Duane Nash - President
No, at that point, we will check or perhaps we'll have the DSMB check for us in a blinded basis. And we will just get a number that says, okay, there have been 57 deaths so far or there are 40 or there are 60. And there will be no attribution to one arm or the other, and then we will use that to assess whether we have the requisite 55 and how many more patients we need to enroll.
Terry Winters - Co-Chairman and CEO
Yes, Mike, we cannot take the risk here of incurring any statistical penalty and that's the reason we do it that way.
Mike Guo - Analyst
Got it. That's helpful. My final question is about the bilirubin level.

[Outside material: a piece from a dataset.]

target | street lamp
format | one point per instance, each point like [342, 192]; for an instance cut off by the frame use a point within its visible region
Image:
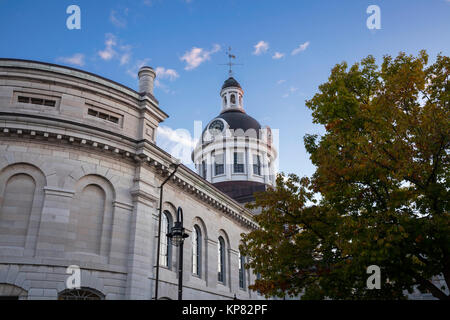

So for the Phase 3 of 308 trial, the coagulation and the kidney function, and also the age you are trying to recruit like less severe patients, but for bilirubin you are considering enrolling patients at some more severe patient population. Could you remind us the reason for that, please?
Duane Nash - President
Sure. So when we cut the 308 data, we had 71 patients who had the right age, the right bilirubin, the right INR. Of those 71, there were 11 who's bilirubin was under 16. Of those 11, only one died. It was a control. But what it told us is that because we're, through the bilirubin, the age, and the INR, we're selecting for a healthier group in total. We want to make sure patients are actually coming in with some possibility of death, which is obviously unfortunate. But that's -- you need deaths in a survival trial. And so without that bilirubin floor, the event rate was essentially diluted. Does that make sense, Mike?
Mike Guo - Analyst
Okay, got it. Thanks a lot. Yes, that makes sense. Thanks a lot.
Operator
And at this time, I'm showing no further questions.
Terry Winters - Co-Chairman and CEO
Okay. Well, it reminds for me then to thank everybody. We appreciate it. We will do this again on our first quarter report in early May, I believe. So thank you and have a great day. Bye.
Operator
Ladies and gentlemen, thank you for your participation in today's conference. This concludes the program. You may now disconnect.